4. At the Conclusion of the Visit

Communicate and Coordinate the Ongoing Care Plan

  • Print reconciled, dated medication list and provide a copy to the patient, family caregiver, home health care nurse, and case manager, if appropriate.
  • Communicate revisions of the care plan to patient, family caregiver, home health care nurse, and case manager, if appropriate.
  • Ensure that the next appointment is made,

Six Typical Failures

  1. Patients leave the office visit with questions about what they should do when they get home (e.g., medications, eating plan, etc.);
  2. Primary care physicians who lack the time or confidence to sufficiently manage the care of patients with complex medical conditions after discharge (e.g., adjusting medications for patients after a specialist visit or consultation or following a hospitalization); (IHI)
  3. Lack of agreement between specialists and primary care physicians about which physicians are responsible for managing the patient’s condition in the short or long term;
  4. Lack of communication to providers when their patients with multiple conditions are discharged from the hospital;
  5. Poly-pharmacy issues due to prescriptions by multiple providers and a lack of oversight of the patient’s overall medication regimen or treatment plan; and
  6. Home health care agencies, skilled nursing facilities and other supportive services are not provided with an updated care plan for their past/current patients. (IHI)

Recommended Changes

  1. Print reconciled, dated medication list and provide a copy to the patient, family caregiver, home health care nurse, and case manager, if appropriate. The reconciliation of medications that the patient was taking before and after discharge is an important component of what happens during the office visit.
  2. Communicate revisions to the care plan to the patient, family caregiver, home health care nurse, and case manager, if appropriate.  Patients at high risk of readmission often: have multiple clinical conditions and  are treated by a number of different clinicians.  Following the post-discharge visit, send updated information about the patient’s treatment plan and medications, especially any changes in the patient’s condition and ability to care for him/herself, to all providers caring for patient.
  3.  Communicate revisions to the care plan to the patient, family caregiver, home health care nurse, and case manager, if appropriate.
  4. Communicate revisions to the care plan to the patient, family caregiver, home health care nurse, and case manager, if appropriate.
  5. Communicate revisions to the care plan to the patient, family caregiver, home health care nurse, and case manager, if appropriate.
  6. Ensure that the next appointment is made, as appropriate.

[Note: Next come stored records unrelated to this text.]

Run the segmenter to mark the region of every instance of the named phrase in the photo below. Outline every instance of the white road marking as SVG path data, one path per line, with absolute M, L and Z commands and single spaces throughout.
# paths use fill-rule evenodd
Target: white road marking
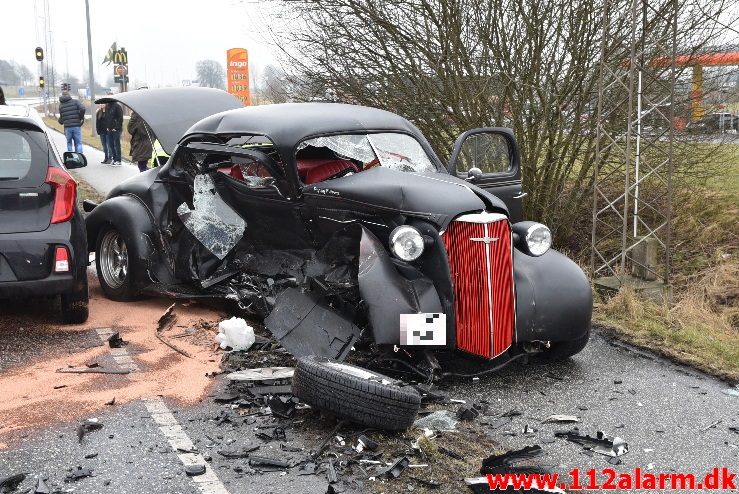
M 154 422 L 159 426 L 164 437 L 169 441 L 169 445 L 177 453 L 183 465 L 203 465 L 205 473 L 192 477 L 195 486 L 203 494 L 229 494 L 226 486 L 218 479 L 213 469 L 210 468 L 208 462 L 200 453 L 183 453 L 181 450 L 191 451 L 195 445 L 182 429 L 177 419 L 169 411 L 167 405 L 161 398 L 150 398 L 144 400 L 146 408 L 149 410 Z M 179 448 L 179 449 L 178 449 Z
M 108 338 L 115 331 L 112 328 L 97 328 L 95 329 L 100 339 L 104 342 L 108 342 Z M 113 355 L 116 363 L 123 368 L 131 371 L 139 370 L 136 362 L 133 361 L 125 348 L 111 348 L 110 353 Z M 195 486 L 202 494 L 229 494 L 226 486 L 223 485 L 218 477 L 216 476 L 213 469 L 210 467 L 208 462 L 205 461 L 203 455 L 200 453 L 183 453 L 180 450 L 192 451 L 195 448 L 192 440 L 185 433 L 182 426 L 177 422 L 177 419 L 169 411 L 167 405 L 159 397 L 147 398 L 144 400 L 147 410 L 151 414 L 151 418 L 159 426 L 159 430 L 162 431 L 164 437 L 167 438 L 169 445 L 172 446 L 172 450 L 177 453 L 180 461 L 183 465 L 203 465 L 205 466 L 205 473 L 196 477 L 190 477 Z

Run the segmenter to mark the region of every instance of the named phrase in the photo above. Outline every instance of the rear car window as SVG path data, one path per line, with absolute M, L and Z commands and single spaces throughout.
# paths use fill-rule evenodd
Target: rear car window
M 49 166 L 49 146 L 41 131 L 0 128 L 0 188 L 37 187 Z

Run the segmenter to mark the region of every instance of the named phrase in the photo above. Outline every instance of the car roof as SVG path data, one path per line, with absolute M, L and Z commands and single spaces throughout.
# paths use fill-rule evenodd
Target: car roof
M 315 135 L 376 131 L 401 131 L 423 139 L 412 123 L 395 113 L 342 103 L 282 103 L 239 108 L 202 119 L 186 135 L 265 135 L 286 149 Z
M 25 105 L 0 105 L 0 120 L 31 124 L 46 130 L 46 124 L 38 112 Z

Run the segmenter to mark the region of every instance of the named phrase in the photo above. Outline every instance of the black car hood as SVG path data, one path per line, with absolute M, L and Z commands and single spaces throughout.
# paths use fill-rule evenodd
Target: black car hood
M 309 185 L 303 194 L 424 217 L 442 228 L 466 212 L 487 210 L 508 214 L 503 201 L 447 173 L 404 173 L 376 167 Z
M 114 101 L 138 113 L 154 131 L 167 154 L 172 154 L 177 142 L 194 123 L 244 106 L 226 91 L 203 87 L 142 89 L 104 96 L 95 103 Z

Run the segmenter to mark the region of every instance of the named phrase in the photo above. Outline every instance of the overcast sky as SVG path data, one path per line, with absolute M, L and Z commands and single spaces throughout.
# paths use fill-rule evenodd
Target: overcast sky
M 225 67 L 228 48 L 248 49 L 257 69 L 274 63 L 260 34 L 270 21 L 255 0 L 89 2 L 95 79 L 101 83 L 113 71 L 102 61 L 114 41 L 128 51 L 132 82 L 150 87 L 195 79 L 198 60 L 214 59 Z M 85 0 L 48 0 L 48 5 L 57 71 L 65 73 L 68 66 L 81 77 L 87 70 Z M 43 10 L 44 0 L 0 0 L 0 59 L 38 71 L 34 48 L 44 46 Z

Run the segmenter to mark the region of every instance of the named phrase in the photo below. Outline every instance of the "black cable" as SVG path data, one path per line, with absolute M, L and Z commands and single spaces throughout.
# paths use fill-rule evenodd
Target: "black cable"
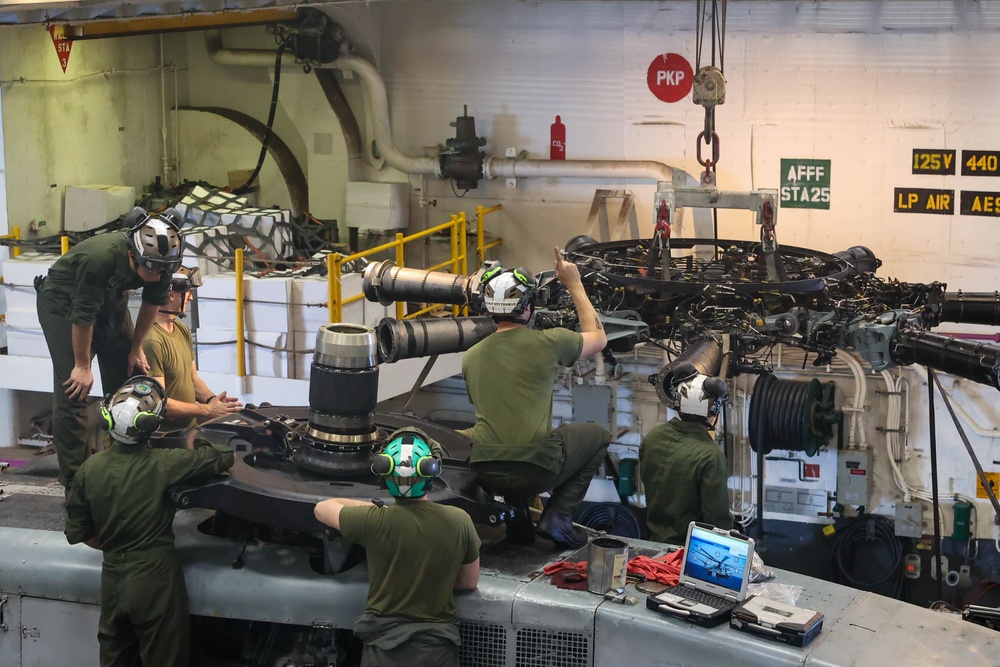
M 868 549 L 859 558 L 858 548 L 864 546 Z M 890 563 L 884 573 L 872 572 L 875 561 L 868 557 L 872 547 L 882 547 L 889 554 Z M 903 544 L 892 522 L 877 514 L 861 514 L 838 527 L 833 543 L 833 572 L 839 584 L 881 594 L 885 593 L 876 589 L 888 586 L 891 597 L 903 599 Z
M 934 560 L 937 570 L 938 600 L 944 599 L 944 572 L 941 571 L 941 505 L 938 503 L 937 427 L 934 419 L 934 369 L 927 367 L 927 428 L 931 436 L 931 504 L 934 508 Z
M 247 182 L 233 190 L 233 194 L 243 195 L 250 191 L 252 183 L 260 174 L 261 167 L 264 166 L 264 158 L 267 157 L 267 146 L 271 143 L 271 128 L 274 126 L 274 112 L 278 108 L 278 89 L 281 86 L 281 56 L 285 53 L 287 41 L 278 44 L 277 55 L 274 58 L 274 86 L 271 87 L 271 109 L 267 113 L 267 132 L 264 133 L 264 141 L 260 144 L 260 157 L 257 158 L 257 166 Z
M 580 513 L 576 521 L 581 526 L 603 530 L 619 537 L 642 537 L 639 520 L 628 505 L 621 503 L 596 503 Z

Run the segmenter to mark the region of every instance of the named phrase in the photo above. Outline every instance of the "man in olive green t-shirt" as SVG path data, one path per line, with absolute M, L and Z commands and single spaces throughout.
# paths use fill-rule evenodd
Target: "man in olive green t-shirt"
M 558 249 L 555 258 L 556 277 L 573 299 L 580 333 L 525 326 L 535 287 L 530 273 L 497 267 L 484 274 L 484 306 L 497 330 L 462 359 L 476 423 L 461 432 L 473 443 L 472 469 L 492 492 L 520 503 L 551 490 L 536 530 L 558 544 L 578 548 L 586 537 L 573 525 L 572 516 L 604 461 L 611 434 L 593 423 L 553 430 L 552 394 L 560 369 L 600 352 L 607 336 L 579 268 L 564 261 Z M 509 525 L 508 538 L 530 541 L 533 534 Z
M 479 535 L 463 510 L 427 498 L 440 472 L 440 446 L 402 428 L 376 456 L 392 505 L 353 498 L 317 503 L 316 518 L 365 547 L 368 603 L 354 626 L 361 667 L 458 667 L 461 635 L 454 590 L 479 582 Z
M 156 312 L 153 327 L 142 344 L 149 375 L 167 391 L 167 416 L 162 430 L 176 431 L 216 417 L 239 412 L 243 404 L 226 392 L 216 395 L 198 375 L 191 330 L 178 318 L 187 314 L 193 292 L 201 284 L 197 268 L 180 267 L 170 280 L 170 298 Z

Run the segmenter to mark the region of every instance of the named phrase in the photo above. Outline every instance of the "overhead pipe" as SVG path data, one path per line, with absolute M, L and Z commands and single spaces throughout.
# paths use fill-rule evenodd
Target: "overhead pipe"
M 275 53 L 271 49 L 229 49 L 222 45 L 222 33 L 205 32 L 205 47 L 212 61 L 219 65 L 246 67 L 271 67 Z M 294 62 L 286 53 L 282 64 Z M 418 158 L 400 151 L 392 140 L 389 123 L 389 100 L 385 81 L 370 62 L 360 56 L 341 56 L 328 65 L 353 72 L 361 79 L 368 94 L 372 111 L 372 129 L 375 145 L 386 164 L 406 174 L 422 174 L 444 178 L 441 163 L 436 157 Z M 650 181 L 670 181 L 673 167 L 652 160 L 532 160 L 528 158 L 501 158 L 487 155 L 483 163 L 483 176 L 496 178 L 635 178 Z

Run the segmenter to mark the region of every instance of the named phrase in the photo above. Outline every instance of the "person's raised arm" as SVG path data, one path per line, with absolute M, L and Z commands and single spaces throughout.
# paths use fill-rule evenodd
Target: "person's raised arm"
M 604 332 L 604 325 L 597 317 L 594 304 L 590 302 L 586 290 L 583 289 L 583 281 L 580 279 L 580 268 L 573 262 L 563 259 L 559 248 L 553 248 L 556 253 L 556 278 L 563 284 L 566 291 L 573 299 L 573 307 L 576 309 L 577 319 L 580 320 L 580 333 L 583 334 L 583 349 L 580 351 L 581 357 L 589 357 L 597 354 L 608 344 L 608 336 Z

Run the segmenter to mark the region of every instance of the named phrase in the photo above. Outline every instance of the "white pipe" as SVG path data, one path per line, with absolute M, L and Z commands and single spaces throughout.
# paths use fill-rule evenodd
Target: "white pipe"
M 163 59 L 163 35 L 160 35 L 160 106 L 163 114 L 160 123 L 160 141 L 163 144 L 160 153 L 160 168 L 163 170 L 163 187 L 170 187 L 170 155 L 167 153 L 167 65 Z
M 234 67 L 271 67 L 277 55 L 273 49 L 227 49 L 222 46 L 221 30 L 205 31 L 205 48 L 216 65 Z M 295 55 L 285 51 L 281 64 L 294 65 Z
M 530 160 L 486 156 L 483 176 L 494 178 L 637 178 L 669 181 L 674 169 L 652 160 Z
M 275 53 L 268 49 L 223 47 L 222 33 L 218 30 L 205 32 L 205 48 L 208 49 L 211 59 L 219 65 L 270 67 L 274 63 Z M 286 52 L 282 57 L 282 64 L 286 64 L 286 61 L 287 64 L 292 64 L 295 58 Z M 389 100 L 385 91 L 385 81 L 374 65 L 359 56 L 341 56 L 327 67 L 353 72 L 360 77 L 371 107 L 375 145 L 385 158 L 386 164 L 406 174 L 425 174 L 444 178 L 440 160 L 436 157 L 411 157 L 396 148 L 389 124 Z M 670 181 L 674 176 L 674 170 L 669 165 L 652 160 L 530 160 L 486 155 L 483 161 L 483 176 L 487 180 L 538 177 Z

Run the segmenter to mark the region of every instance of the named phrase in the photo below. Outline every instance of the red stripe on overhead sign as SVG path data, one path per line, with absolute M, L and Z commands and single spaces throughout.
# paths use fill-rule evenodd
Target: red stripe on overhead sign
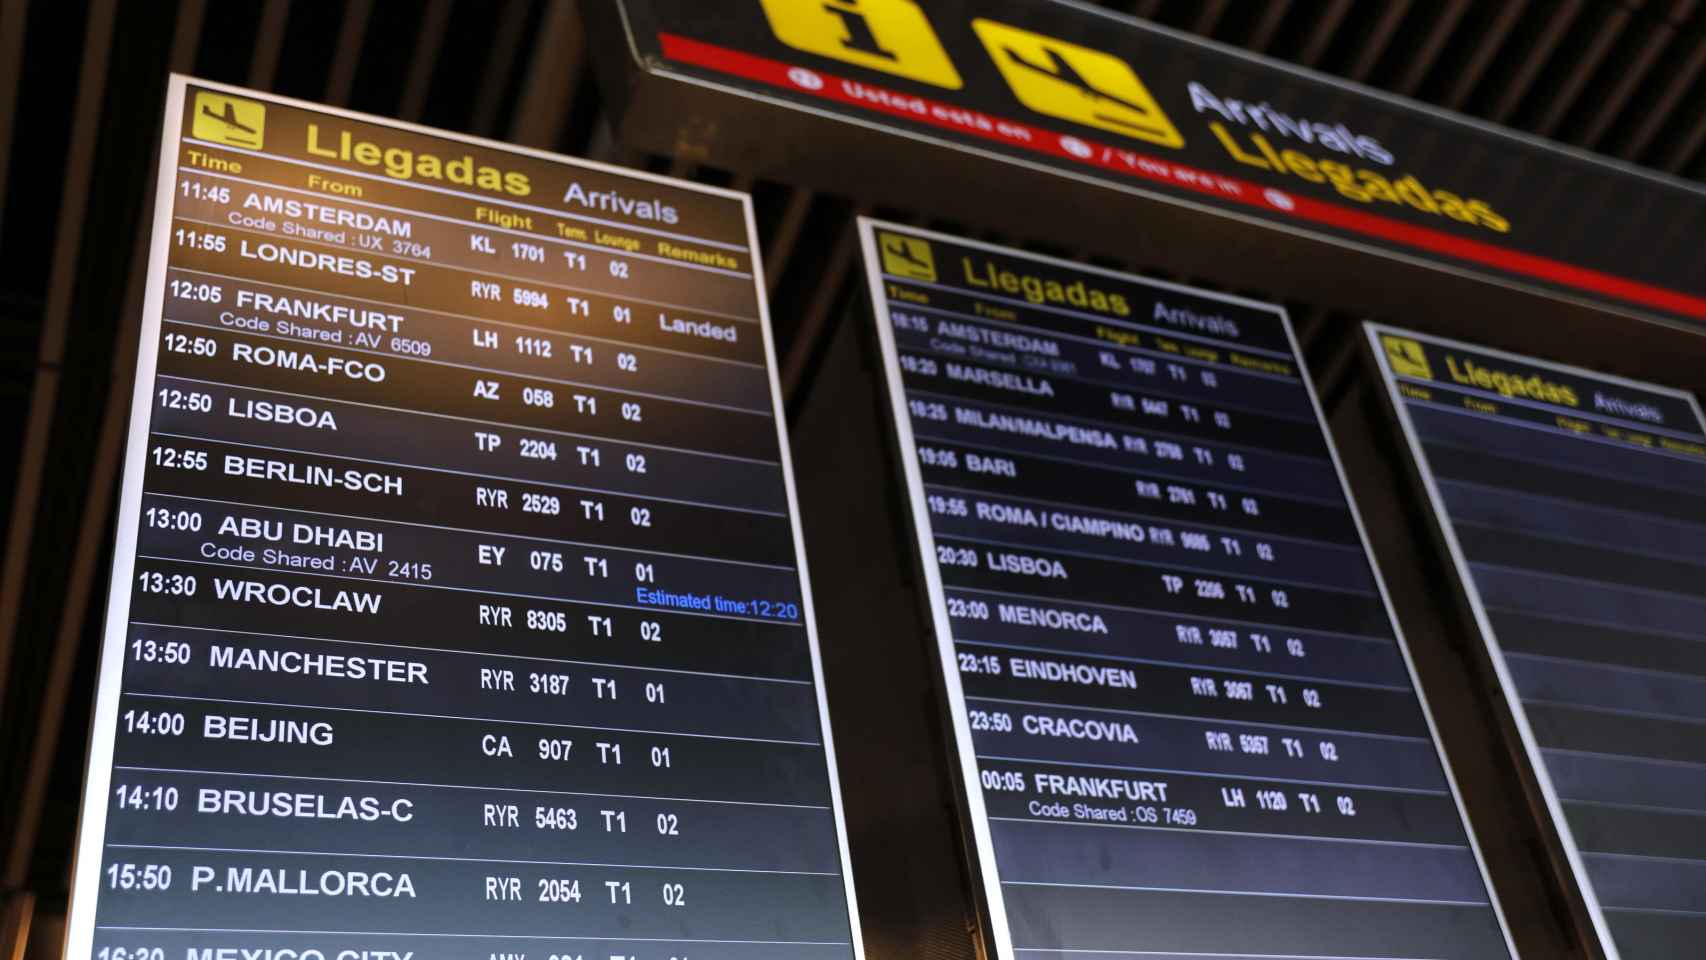
M 858 107 L 872 113 L 952 130 L 1135 180 L 1166 184 L 1174 189 L 1241 203 L 1268 214 L 1333 227 L 1398 246 L 1481 264 L 1505 273 L 1533 277 L 1559 286 L 1572 287 L 1696 320 L 1706 320 L 1706 298 L 1665 287 L 1640 283 L 1561 260 L 1522 253 L 1497 244 L 1470 240 L 1354 207 L 1300 197 L 1237 177 L 1187 167 L 1161 157 L 1056 133 L 951 103 L 885 89 L 863 80 L 848 80 L 675 34 L 660 34 L 658 39 L 662 43 L 664 56 L 680 63 L 845 106 Z

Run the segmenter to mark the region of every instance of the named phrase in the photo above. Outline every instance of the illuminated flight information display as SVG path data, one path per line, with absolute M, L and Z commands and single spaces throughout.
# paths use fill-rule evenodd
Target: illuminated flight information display
M 1002 958 L 1508 958 L 1278 307 L 861 221 Z
M 862 956 L 750 198 L 174 78 L 70 956 Z
M 1607 956 L 1706 937 L 1706 421 L 1692 394 L 1368 336 Z

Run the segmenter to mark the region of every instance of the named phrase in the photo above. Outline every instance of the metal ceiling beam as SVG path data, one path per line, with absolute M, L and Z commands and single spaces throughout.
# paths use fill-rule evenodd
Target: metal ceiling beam
M 1298 51 L 1297 62 L 1306 67 L 1313 67 L 1320 62 L 1333 38 L 1339 35 L 1339 24 L 1344 22 L 1345 15 L 1350 12 L 1351 0 L 1331 0 L 1327 9 L 1321 12 L 1320 19 L 1315 21 L 1315 29 L 1310 31 L 1303 49 Z
M 196 41 L 206 15 L 206 0 L 183 0 L 178 8 L 177 29 L 172 35 L 172 48 L 167 56 L 167 69 L 186 73 L 195 62 Z M 261 54 L 257 52 L 257 57 Z M 83 519 L 72 552 L 65 596 L 54 637 L 53 656 L 43 684 L 42 705 L 36 720 L 36 736 L 31 744 L 28 772 L 18 806 L 18 823 L 13 831 L 14 842 L 6 863 L 9 883 L 22 877 L 28 869 L 35 847 L 36 832 L 40 829 L 41 813 L 47 796 L 48 779 L 53 760 L 59 750 L 60 730 L 66 714 L 71 676 L 76 666 L 77 650 L 83 639 L 83 629 L 90 612 L 99 602 L 96 585 L 103 582 L 99 564 L 106 546 L 106 532 L 114 505 L 113 492 L 118 483 L 119 466 L 124 451 L 125 427 L 130 410 L 131 387 L 134 384 L 136 350 L 141 335 L 143 294 L 148 280 L 149 241 L 153 236 L 154 181 L 159 170 L 159 158 L 150 166 L 144 183 L 144 199 L 136 224 L 136 236 L 131 245 L 129 281 L 125 287 L 124 309 L 117 325 L 118 342 L 112 352 L 112 369 L 107 388 L 106 407 L 101 414 L 101 426 L 96 434 L 95 457 L 88 477 L 88 492 L 83 498 Z M 0 673 L 3 673 L 0 670 Z
M 1361 82 L 1368 78 L 1374 70 L 1374 65 L 1380 62 L 1380 57 L 1392 43 L 1392 34 L 1398 30 L 1398 24 L 1404 20 L 1404 15 L 1410 12 L 1411 0 L 1388 0 L 1386 8 L 1381 12 L 1380 19 L 1374 21 L 1374 28 L 1363 38 L 1362 51 L 1351 62 L 1345 76 Z
M 438 66 L 438 51 L 444 46 L 444 32 L 450 27 L 450 0 L 427 0 L 420 19 L 415 50 L 409 57 L 408 78 L 403 81 L 403 99 L 397 106 L 397 116 L 411 123 L 419 120 L 426 110 L 433 68 Z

SETMA Tools for Dealing with Conclusion of the Visit

The most important tool which SETMA has developed is a team which continually communicates with each member personally, electronically, telephonically and documentarily.  The simultaneous sharing of patient encounter material across a continuum and at every point of care for the patient is the foundational tool for the fulfillment of all of our efforts to decrease rehospitalizations.